Abstract
Purpose :
Meibum is a highly complex mix of lipids, whose characteristics can be studied in vitro by using a model mixture containing 6 lipids (cholesterol, cholesteryl oleate, oleic acid, oleic acid methyl ester, triolein and phosphatidylcholine; 6L), which are reflective of the amphiphilic and non-polar constituents of human meibum. Nanoscale surface characteristics and the surface potential of this 6L stock and collected human meibum from normal participants were examined and compared using appropriate imaging methods.
Methods :
Thin films of each mixture were deposited on mica substrates using the Langmuir-Blodgett trough by depositing lipids in chloroform onto a nanopure water subphase of the trough, followed by vertical deposition on mica at a pressure of 5-10mN/m.
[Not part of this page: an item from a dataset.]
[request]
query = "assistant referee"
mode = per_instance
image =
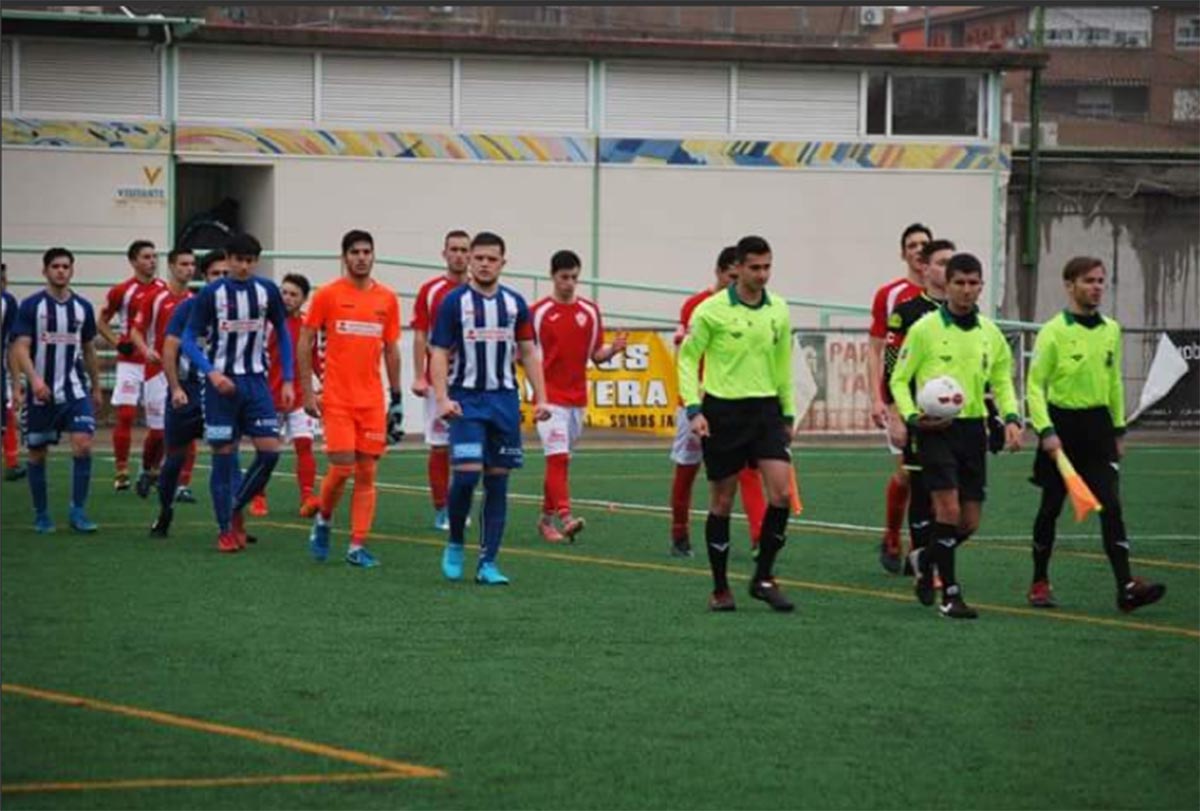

Samples were then affixed to a metallic substrate and imaged using atomic force microscopy (AFM) to visualize the topography and Kelvin probe force microscopy (KPFM) to observe the differences in surface potential.
Results :
Topography images showed that the 6L and meibum behaved similarly. Both lipid mixtures formed thin film patches on the surface of the substrate, with large aggregates atop (Fig.1). The overall average roughness of 6L was 5.3 ± 0.3 nm (nimage=8), with aggregate sizes ranging from 41 to 153 nm in height. The range in surface potential was 33.0 - 125.9 mV. The overall average roughness of meibum was 21.5 ± 3.1 nm; aggregates had a size range of 170 to 459 nm in height (nimage=6) and surface potential ranged from 15.9 to 76.1 mV.
Conclusions :
This study allowed for the visualization of lipids from human meibum and a 6L stock analogue, deposited on a solid substrate. It was shown that the two samples behaved similarly. This study is the first to investigate the surface potential characteristics of meibum and an in vitro meibum model. KPFM was used to simultaneously measure the differences in surface potential of the samples while analyzing the topography. For both 6L and meibum, it was shown that the areas of difference in surface potential corresponded to features visualized in the topography images, suggesting that the lipids themselves are sources of differences in surface potential. This could be an important determinant of the interaction of charged particles with the tear film and with deposits on contact lenses.
This is an abstract that was submitted for the 2017 ARVO Annual Meeting, held in Baltimore, MD, May 7-11, 2017.